Aku, Nara dan Adin sedang di KK ketika melihat ada 2 ikhwan dan 2 akhwat lagi syuro’ hadap – hadapan.
“Wah, ternyata ada yang lebih parah nih..”, seru Nara geli, “Separah – parahnya kita, ikhwan hadap -hadapan sama ikhwan, akhwat hadap – hadapan sama akhwat.”
“Ingetin yuk”, sahut Adin
“Beda manhaj kali”, ujar Nara cuek.
“Kewajiban kita cuma ngingetin, hidayah itu urusan Allah”, sahutku singkat.
Adin mengambil bolpen dan selembar kertas.
“Weis, beneran tuh mbak, si Adin nulis. Aku bangga jadi temenmu, Din”, seru Nara excited.
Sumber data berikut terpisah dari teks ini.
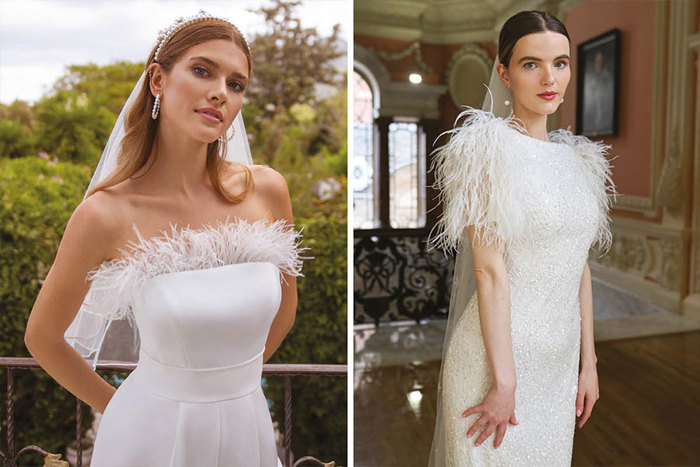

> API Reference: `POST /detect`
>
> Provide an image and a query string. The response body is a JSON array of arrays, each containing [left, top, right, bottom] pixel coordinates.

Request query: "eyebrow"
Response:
[[190, 56, 248, 81], [518, 54, 571, 63]]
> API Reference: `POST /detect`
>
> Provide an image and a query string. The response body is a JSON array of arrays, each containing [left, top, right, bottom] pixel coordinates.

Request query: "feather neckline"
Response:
[[88, 217, 306, 279], [80, 218, 308, 319]]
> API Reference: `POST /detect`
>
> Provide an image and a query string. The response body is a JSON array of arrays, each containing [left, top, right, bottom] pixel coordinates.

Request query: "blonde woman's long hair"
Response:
[[87, 18, 253, 204]]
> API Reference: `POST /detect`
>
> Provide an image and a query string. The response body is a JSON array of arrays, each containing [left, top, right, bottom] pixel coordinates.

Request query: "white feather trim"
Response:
[[85, 218, 308, 320], [431, 107, 526, 252], [549, 129, 617, 254]]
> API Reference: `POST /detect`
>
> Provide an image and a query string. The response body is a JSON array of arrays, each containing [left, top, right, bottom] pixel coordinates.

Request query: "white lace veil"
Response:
[[428, 56, 513, 467], [64, 71, 253, 368]]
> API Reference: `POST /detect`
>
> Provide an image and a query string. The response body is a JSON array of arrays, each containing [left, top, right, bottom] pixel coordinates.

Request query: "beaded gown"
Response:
[[81, 220, 301, 467], [433, 108, 614, 467]]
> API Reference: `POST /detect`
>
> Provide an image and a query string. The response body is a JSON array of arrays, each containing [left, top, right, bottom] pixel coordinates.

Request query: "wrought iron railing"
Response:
[[353, 230, 454, 326], [0, 357, 348, 467]]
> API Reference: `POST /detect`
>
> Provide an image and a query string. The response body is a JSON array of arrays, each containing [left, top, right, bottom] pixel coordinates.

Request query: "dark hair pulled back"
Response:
[[498, 10, 571, 67]]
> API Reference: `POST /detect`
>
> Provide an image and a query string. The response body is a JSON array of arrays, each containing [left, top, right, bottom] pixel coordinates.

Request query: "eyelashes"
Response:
[[523, 60, 568, 70], [192, 65, 245, 93]]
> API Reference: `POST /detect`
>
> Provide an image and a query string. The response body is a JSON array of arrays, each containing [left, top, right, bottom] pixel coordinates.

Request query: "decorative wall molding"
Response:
[[445, 43, 492, 107], [354, 0, 561, 44], [369, 41, 433, 74], [590, 218, 683, 312]]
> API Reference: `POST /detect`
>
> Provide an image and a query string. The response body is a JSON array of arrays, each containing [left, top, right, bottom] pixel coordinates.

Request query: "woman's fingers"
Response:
[[578, 395, 595, 428], [508, 411, 520, 425], [462, 404, 483, 418], [576, 390, 586, 417], [467, 416, 488, 438], [474, 423, 496, 446], [493, 423, 508, 449]]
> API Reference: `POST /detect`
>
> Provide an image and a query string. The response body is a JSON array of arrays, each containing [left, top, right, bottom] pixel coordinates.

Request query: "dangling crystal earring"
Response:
[[151, 92, 160, 120], [219, 125, 236, 144]]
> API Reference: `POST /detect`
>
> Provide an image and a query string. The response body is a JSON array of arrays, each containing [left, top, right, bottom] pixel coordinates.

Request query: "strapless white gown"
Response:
[[79, 221, 300, 467]]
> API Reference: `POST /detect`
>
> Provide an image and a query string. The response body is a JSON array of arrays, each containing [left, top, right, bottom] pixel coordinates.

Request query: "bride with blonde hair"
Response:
[[25, 11, 301, 467]]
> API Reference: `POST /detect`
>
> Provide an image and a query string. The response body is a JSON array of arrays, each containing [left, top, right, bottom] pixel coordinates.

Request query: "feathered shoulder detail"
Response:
[[85, 218, 308, 319], [549, 129, 617, 252], [431, 107, 525, 252]]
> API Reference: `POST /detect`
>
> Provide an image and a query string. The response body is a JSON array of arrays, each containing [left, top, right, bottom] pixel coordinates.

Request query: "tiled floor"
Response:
[[354, 281, 700, 467]]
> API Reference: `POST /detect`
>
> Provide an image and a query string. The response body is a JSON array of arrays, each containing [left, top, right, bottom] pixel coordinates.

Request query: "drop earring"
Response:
[[151, 92, 160, 120], [219, 124, 236, 144]]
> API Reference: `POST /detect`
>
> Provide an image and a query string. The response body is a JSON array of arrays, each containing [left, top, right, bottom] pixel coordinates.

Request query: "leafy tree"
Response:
[[0, 118, 34, 158], [53, 61, 145, 115], [247, 0, 344, 112], [35, 90, 116, 167], [0, 154, 92, 465]]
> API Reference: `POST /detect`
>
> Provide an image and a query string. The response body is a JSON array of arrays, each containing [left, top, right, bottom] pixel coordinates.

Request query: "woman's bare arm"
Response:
[[24, 194, 120, 413], [468, 226, 516, 390], [578, 261, 598, 367], [462, 225, 518, 448], [255, 167, 297, 361], [576, 262, 600, 428]]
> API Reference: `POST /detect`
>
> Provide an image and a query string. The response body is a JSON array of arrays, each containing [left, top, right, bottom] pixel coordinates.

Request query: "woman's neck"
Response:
[[513, 104, 549, 141], [137, 122, 210, 199]]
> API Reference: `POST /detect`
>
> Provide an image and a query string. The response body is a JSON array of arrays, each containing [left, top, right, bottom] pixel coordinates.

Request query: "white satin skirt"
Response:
[[91, 351, 281, 467]]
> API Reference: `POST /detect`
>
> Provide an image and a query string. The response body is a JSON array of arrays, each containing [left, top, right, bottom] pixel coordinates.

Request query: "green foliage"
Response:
[[247, 0, 344, 112], [35, 90, 116, 167], [0, 0, 347, 464], [53, 62, 145, 116], [244, 90, 347, 220], [0, 118, 34, 157], [0, 154, 91, 465], [265, 218, 347, 465]]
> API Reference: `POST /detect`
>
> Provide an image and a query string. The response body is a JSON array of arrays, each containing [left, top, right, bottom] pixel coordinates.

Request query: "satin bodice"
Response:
[[133, 262, 281, 368]]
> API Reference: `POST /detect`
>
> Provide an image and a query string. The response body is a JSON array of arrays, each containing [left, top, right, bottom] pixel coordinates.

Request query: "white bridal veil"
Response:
[[64, 71, 253, 368], [429, 56, 513, 467]]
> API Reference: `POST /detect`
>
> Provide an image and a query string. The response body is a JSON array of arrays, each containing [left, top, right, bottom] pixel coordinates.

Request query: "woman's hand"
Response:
[[462, 384, 518, 448], [576, 365, 600, 428]]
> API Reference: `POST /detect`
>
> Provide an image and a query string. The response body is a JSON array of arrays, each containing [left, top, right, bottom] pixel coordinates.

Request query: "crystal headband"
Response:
[[153, 10, 250, 62]]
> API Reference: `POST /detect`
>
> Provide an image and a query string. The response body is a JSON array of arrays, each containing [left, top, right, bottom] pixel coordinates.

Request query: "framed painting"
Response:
[[576, 29, 621, 137]]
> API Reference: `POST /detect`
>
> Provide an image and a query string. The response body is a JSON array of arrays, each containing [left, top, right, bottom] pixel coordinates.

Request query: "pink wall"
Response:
[[560, 0, 665, 196]]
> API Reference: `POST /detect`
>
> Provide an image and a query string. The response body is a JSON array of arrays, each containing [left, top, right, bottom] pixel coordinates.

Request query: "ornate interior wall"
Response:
[[355, 0, 700, 319]]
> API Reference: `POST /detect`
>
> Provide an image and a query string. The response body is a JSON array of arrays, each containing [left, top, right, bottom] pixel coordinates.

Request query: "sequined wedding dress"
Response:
[[88, 220, 301, 467], [433, 108, 614, 467]]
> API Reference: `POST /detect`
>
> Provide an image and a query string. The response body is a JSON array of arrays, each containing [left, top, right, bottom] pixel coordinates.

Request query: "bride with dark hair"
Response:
[[25, 12, 301, 467], [430, 11, 615, 467]]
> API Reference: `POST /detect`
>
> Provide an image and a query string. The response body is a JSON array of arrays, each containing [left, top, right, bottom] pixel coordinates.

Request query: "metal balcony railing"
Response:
[[0, 357, 348, 467]]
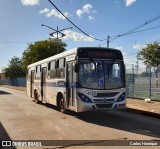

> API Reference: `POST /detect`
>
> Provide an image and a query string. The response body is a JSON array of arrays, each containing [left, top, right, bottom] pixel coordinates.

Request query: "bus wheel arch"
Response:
[[57, 92, 66, 113]]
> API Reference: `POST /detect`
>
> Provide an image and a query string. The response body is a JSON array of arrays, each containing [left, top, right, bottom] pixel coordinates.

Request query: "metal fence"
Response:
[[126, 65, 160, 100], [0, 77, 26, 87]]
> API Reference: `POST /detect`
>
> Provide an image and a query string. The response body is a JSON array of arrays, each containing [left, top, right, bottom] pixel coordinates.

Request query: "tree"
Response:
[[2, 56, 26, 78], [138, 41, 160, 87], [22, 39, 67, 70]]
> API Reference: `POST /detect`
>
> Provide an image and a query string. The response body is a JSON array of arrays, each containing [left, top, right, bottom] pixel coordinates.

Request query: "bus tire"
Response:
[[34, 91, 40, 104]]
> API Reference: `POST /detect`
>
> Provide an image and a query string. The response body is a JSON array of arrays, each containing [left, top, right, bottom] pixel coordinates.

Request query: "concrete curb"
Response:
[[126, 108, 160, 118]]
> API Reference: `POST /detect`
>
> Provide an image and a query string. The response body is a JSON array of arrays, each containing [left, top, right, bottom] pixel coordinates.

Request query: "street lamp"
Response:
[[41, 24, 73, 53]]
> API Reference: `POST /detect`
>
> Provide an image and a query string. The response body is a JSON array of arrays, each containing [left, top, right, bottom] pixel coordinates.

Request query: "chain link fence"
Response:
[[126, 65, 160, 101], [0, 77, 26, 87]]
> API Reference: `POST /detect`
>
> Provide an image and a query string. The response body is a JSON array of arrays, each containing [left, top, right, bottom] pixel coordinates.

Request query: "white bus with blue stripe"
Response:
[[27, 47, 126, 112]]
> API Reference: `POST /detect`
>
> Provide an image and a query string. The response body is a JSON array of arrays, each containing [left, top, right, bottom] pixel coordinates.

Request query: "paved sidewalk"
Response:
[[0, 86, 160, 118], [127, 98, 160, 118]]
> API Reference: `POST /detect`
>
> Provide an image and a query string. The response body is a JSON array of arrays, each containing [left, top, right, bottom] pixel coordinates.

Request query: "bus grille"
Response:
[[93, 99, 114, 102], [96, 104, 112, 108], [94, 92, 119, 97]]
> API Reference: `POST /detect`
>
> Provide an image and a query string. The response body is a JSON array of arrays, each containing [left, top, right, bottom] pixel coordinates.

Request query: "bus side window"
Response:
[[57, 58, 65, 78], [27, 68, 31, 80], [35, 65, 41, 79], [50, 61, 56, 78]]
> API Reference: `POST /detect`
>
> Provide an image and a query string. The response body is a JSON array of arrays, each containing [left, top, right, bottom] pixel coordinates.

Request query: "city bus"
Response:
[[27, 47, 126, 113]]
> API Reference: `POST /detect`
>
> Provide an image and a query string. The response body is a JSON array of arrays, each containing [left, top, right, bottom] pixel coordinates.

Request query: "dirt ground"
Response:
[[127, 98, 160, 114], [0, 85, 160, 114]]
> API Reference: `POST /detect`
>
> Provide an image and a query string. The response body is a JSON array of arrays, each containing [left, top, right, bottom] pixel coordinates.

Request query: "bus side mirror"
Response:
[[75, 63, 79, 73]]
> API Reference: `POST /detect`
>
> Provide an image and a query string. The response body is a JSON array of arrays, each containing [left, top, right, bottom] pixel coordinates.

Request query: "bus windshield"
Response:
[[79, 60, 124, 89]]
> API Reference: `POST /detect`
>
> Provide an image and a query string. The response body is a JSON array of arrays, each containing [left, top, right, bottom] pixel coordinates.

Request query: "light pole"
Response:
[[41, 24, 73, 54]]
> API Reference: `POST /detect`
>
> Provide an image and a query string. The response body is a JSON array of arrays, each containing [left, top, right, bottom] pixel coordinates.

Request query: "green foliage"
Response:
[[22, 39, 67, 70], [138, 42, 160, 67], [2, 56, 25, 78]]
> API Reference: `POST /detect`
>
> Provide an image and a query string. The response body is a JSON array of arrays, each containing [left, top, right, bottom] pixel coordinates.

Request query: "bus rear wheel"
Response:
[[34, 91, 40, 104]]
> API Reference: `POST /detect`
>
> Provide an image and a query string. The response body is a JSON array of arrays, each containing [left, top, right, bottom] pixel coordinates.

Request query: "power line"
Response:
[[48, 0, 105, 41], [112, 15, 160, 38], [113, 26, 160, 36]]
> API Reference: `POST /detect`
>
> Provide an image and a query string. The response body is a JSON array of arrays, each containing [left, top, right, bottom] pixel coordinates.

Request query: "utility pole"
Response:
[[41, 24, 73, 54], [107, 36, 111, 48], [135, 54, 139, 75]]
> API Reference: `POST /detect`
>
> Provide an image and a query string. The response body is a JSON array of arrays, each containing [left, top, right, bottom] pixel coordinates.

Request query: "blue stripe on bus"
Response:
[[34, 82, 81, 88]]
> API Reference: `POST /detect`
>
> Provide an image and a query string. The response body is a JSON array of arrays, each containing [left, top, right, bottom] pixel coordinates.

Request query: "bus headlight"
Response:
[[117, 93, 126, 101], [77, 93, 92, 102]]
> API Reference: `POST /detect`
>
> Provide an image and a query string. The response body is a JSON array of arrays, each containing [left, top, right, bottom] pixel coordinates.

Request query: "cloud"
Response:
[[76, 9, 84, 18], [39, 8, 50, 14], [76, 4, 97, 18], [83, 4, 92, 13], [58, 30, 94, 42], [39, 8, 70, 20], [125, 0, 136, 6], [88, 16, 94, 21], [133, 44, 146, 50], [21, 0, 39, 6]]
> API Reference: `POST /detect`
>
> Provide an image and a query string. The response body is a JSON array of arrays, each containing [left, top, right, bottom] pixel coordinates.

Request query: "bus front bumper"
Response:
[[77, 100, 126, 112]]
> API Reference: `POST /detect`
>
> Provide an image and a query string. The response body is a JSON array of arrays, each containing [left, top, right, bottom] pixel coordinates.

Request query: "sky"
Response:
[[0, 0, 160, 72]]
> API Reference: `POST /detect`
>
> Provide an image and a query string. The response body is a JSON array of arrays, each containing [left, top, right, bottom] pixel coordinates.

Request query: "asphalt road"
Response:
[[0, 87, 160, 148]]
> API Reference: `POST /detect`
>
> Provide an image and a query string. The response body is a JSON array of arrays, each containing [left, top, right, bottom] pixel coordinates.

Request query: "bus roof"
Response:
[[28, 47, 123, 68]]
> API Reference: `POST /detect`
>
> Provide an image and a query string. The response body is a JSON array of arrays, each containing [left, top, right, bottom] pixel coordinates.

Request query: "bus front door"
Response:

Aku hanya tersenyum mendengarnya sambil mengambil foto Adin dan mereka yang lagi syuro’. Adin sudah bersiap menyerahkan kertas itu ke meja sebelah, ketika Nara menahannya.
“Sstt.. Dititip ke masnya aja, bersiyasah dong. Polos bener nih anak, ckckck..”, komen Nara gemas.
Aku hanya tertawa mendengarnya. Adin pun menuju ke meja kasir untuk menitipkan kertas tersebut.
—
Tak lama kemudian masnya nganterin minum untuk mereka. Adin gak bisa melihat transaksi itu. Aku mengamati dari kursiku. Sip, kertasnya udah dikasihkan. Aku pura – pura memainkan HP, sementara Adin dan Nara asyik mengunyah makanan mereka.
“Ih, kertasnya gak dianterin”, gumam Adin sambil melirik ke mas kasir.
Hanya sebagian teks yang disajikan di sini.